Выбрать главу

— Мне это в голову не приходило, — сказал Эзра.

— А какая разница?

— Ну, не знаю…

— Он бросил нас, — сказал Коди, — когда мы были совсем маленькие. Так какое нам до него теперь дело?

— Никакого, — сказал Эзра.

И Коди, которого так часто раздражало Эзрино мягкосердечие, понял, что брат говорит правду: ему действительно было все равно. Глядя на Коди своими на редкость чистыми, лучезарными глазами, Эзра сказал:

— Это мамина воля, не моя. Я только позвонил ему и сказал: «Это Эзра. Мама умерла. Похороны в понедельник в одиннадцать утра».

— И все? — спросил Коди.

— Ну а потом я сказал, что если он приедет пораньше, то может зайти сюда.

— Но ты не спросил: «Как живешь?», или: «Где ты был все это время?», или: «Почему ты нас бросил?»

— Я только сказал: это Эзра, мама умерла и…

Коди рассмеялся.

— Все равно, — сказала Дженни, — он вряд ли приедет.

— Да, — согласился Коди. — Но ты только подумай, что происходит. Сначала отец уходит, а мама делает вид, что ничего подобного. Из гордости, из духа противоречия или еще какой-то причине она не сказала нам об этом ни слова. Делала вид, что он просто уехал в командировку. На целых тридцать пять лет. А теперь Эзра звонит ему по телефону, и происходит то же самое: «Это Эзра…», будто он видел отца только вчера…

— Может, поедем все-таки? — сказала Дженни. — У меня там дети совсем закоченеют.

— Да, конечно, — забеспокоилась Рут. — Коди, милый, дети ждут нас.

— Мама поступила бы так же, — сказал Коди. — Если бы вдруг появился отец, она бы сказала: «А вот и ты. Скажи, у меня из-под юбки не торчит комбинация?»

Джо фыркнул. Эзра улыбнулся, но глаза его заволокло слезами.

— Ты прав, — вздохнул он. — Именно так она и сказала бы. Именно так.

— Ладно, пусть бы так и сказала, — вмешалась Дженни. — Поехали?

В конце концов, она, Дженни, была тогда маленьким ребенком и поэтому утверждала теперь, что совсем не помнит отца.

Во время панихиды священник, никогда не видевший Перл, произнес речь настолько безличную, что Коди вспомнилась игра: все по очереди пишут слова, загибают листок и передают следующему, а потом, читая, что получилось, хохочут до слез.

— Перл Тулл, — сказал священник, — была преданной женой, любящей матерью, столпом общества. Она прожила долгую счастливую жизнь и умерла в кругу семьи, оплакивающей ее, но родные усопшей находят утешение в мысли, что она ушла в лучший мир…

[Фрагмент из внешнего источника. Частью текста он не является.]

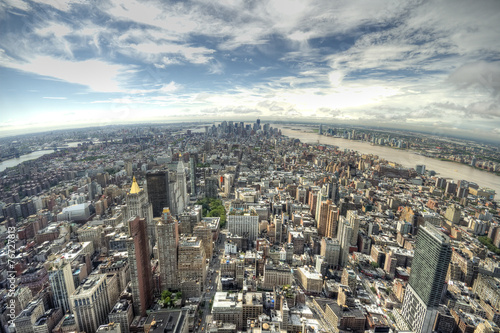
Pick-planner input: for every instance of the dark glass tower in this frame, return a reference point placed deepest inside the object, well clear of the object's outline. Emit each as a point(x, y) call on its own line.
point(427, 279)
point(140, 265)
point(158, 190)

Священник, наверно, забыл, а возможно, никто ему не сказал, что вот уже более трети века покойная жила без мужа, что она была неистовой, яростной и порой даже страшной матерью, что она не проявляла ни малейшего интереса к жизни окружающих, а держалась как гостья из богатого квартала — выходя на улицу, всегда надевала шляпу, когда была дома, постоянно держала дверь на замке. Жизнь ее действительно была долгой, но нисколько не счастливой, скорее несостоявшейся, запутанной или… какое слово искал Коди? Взращенной на шпалерах. Перепутанной, изломанной, расплющенной, особенно с годами, когда она состарилась, съежилась, ослепла и стала целиком зависеть от Эзры. Она не была религиозна, и десятилетиями нога ее не ступала в эту молельню, и, хотя в угнетенном состоянии духа она иногда и признавала, что рай существует, Коди не утешала мысль, что мать попала в райские кущи — она и там будет суетиться, будоражить других, вызывать недовольство окружающих.

В молельне Коди сидел справа на передней скамье — воплощение скорби и сыновней преданности. Однако скептические мысли проносились в его голове с таким шумом, что он готов был поверить: присутствующие прихожане способны их услышать. Он будто возвратился в детство и боялся, как бы мать не угадала его мысли так же безошибочно, как угадывала, готова ли курица в духовке, словно невзначай щипнув ее за ножку. Коди покосился на Рут — она внимательно слушала священника. Тот объявил заключительный псалом, который Перл назвала в своем погребальном распоряжении: «Со временем все мы поймем». Вскинув длинное костлявое лицо и готовясь начать псалом, преподобный Турман выглядел смущенным — не столько неисповедимостью путей господних, сколько равнодушием скорбящих. Большинство уставились в раскрытые молитвенники, безмолвно следя за текстом псалма. Да и народу было мало: несколько сослуживцев Эзры, группа угрюмых подростков — внуки покойной, восседавшие на разных скамьях, — и пять-шесть неизвестных стариков-прихожан с сумками, которые заглянули сюда, словно чтобы укрыться от холода.